Mai pulled herself out of the pond and screamed for Mother even though she knew her mother wasn't anywhere to hear. Then she tackled Sokka, trying to grab his arms, then Zuko was there with her, and so was Ty Lee, and it took all three of them to wrestle him to the ground, and his eyes were so wide and furious and blue.

He'd hit the princess. He was Water Tribe, and he'd hit the princess. They'd make him leave, they'd take him back to that horrible ice and leave him to die. He was her brother, and the Firelord wouldn't care, because he'd hit the princess-

Mai started crying as Lady Ursa hurried up.

***

"Mother is going to be angry," she said in the palanquin, ignoring the tears glimmering in her eyelashes.

Sokka shrugged. "Only if she finds out."

"She'll ask why we're home so early."

"So lie."

***

"I don't think the princess likes Sokka," Mai said.

"Why not?" Mother asked sharply.

Mai sniffled as she remembered how furious Azula had looked when she came up from the second punch. He'd hit her, he'd hit her, they'd send him away-

She shrugged, anyway. "Azula's flickery."

"I know, dear," Mother said kindly, kneeling down to hug her. "It must be very upsetting for your friend not to like your brother. Don't worry, though, she'll forget about him if she doesn't see him around for a few weeks. Just don't mention him to her, all right?"

Mai nodded.

***

The invitation the next day asked for 'Mai and Sokka'.

"Well," Mother said, "It looks like you were wrong about the princess."

***

Mai was eleven when she started getting invitations from both Zuko and Azula to spend time with them. Suddenly she had to make choices.
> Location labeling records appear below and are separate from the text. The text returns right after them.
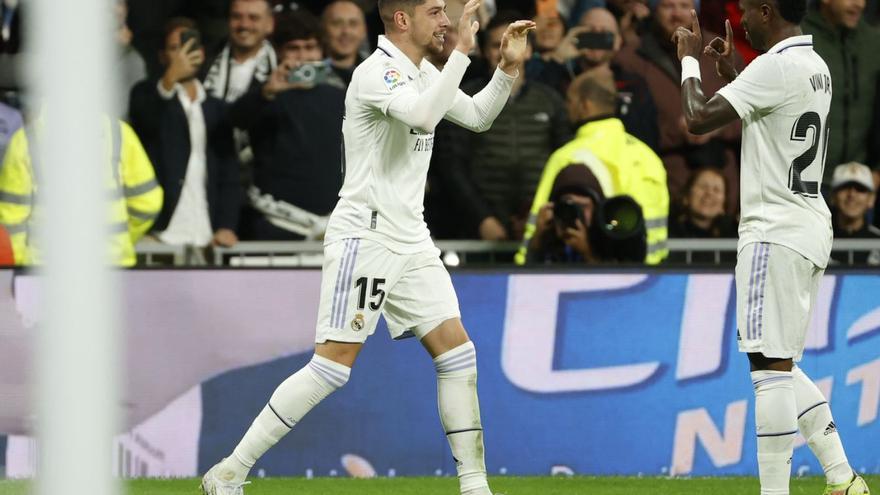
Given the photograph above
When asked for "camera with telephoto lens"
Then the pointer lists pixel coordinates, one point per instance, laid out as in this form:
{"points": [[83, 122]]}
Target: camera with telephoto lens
{"points": [[566, 213], [310, 73], [617, 230]]}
Sokka still received invitations only from Azula. He went and ignored her. She ignored him. Mai had no idea why Azula thought that was the slightest bit fun. Neither did Ty Lee.

Zuko had never tried to set her on fire, so Mai chose to go with him.

There were no more invitations for her from Azula after that.

***

Zuko was banished when Mai was twelve.

An invitation from Azula arrived the next day.

***

When Mai was thirteen, Father decided they would travel to the eastern islands during the summer. There was a swordmaster out there he wanted Sokka to meet. He spoke very highly of Master Piandao and his skill with the sword, his craft as a smith, and his learning as a scholar.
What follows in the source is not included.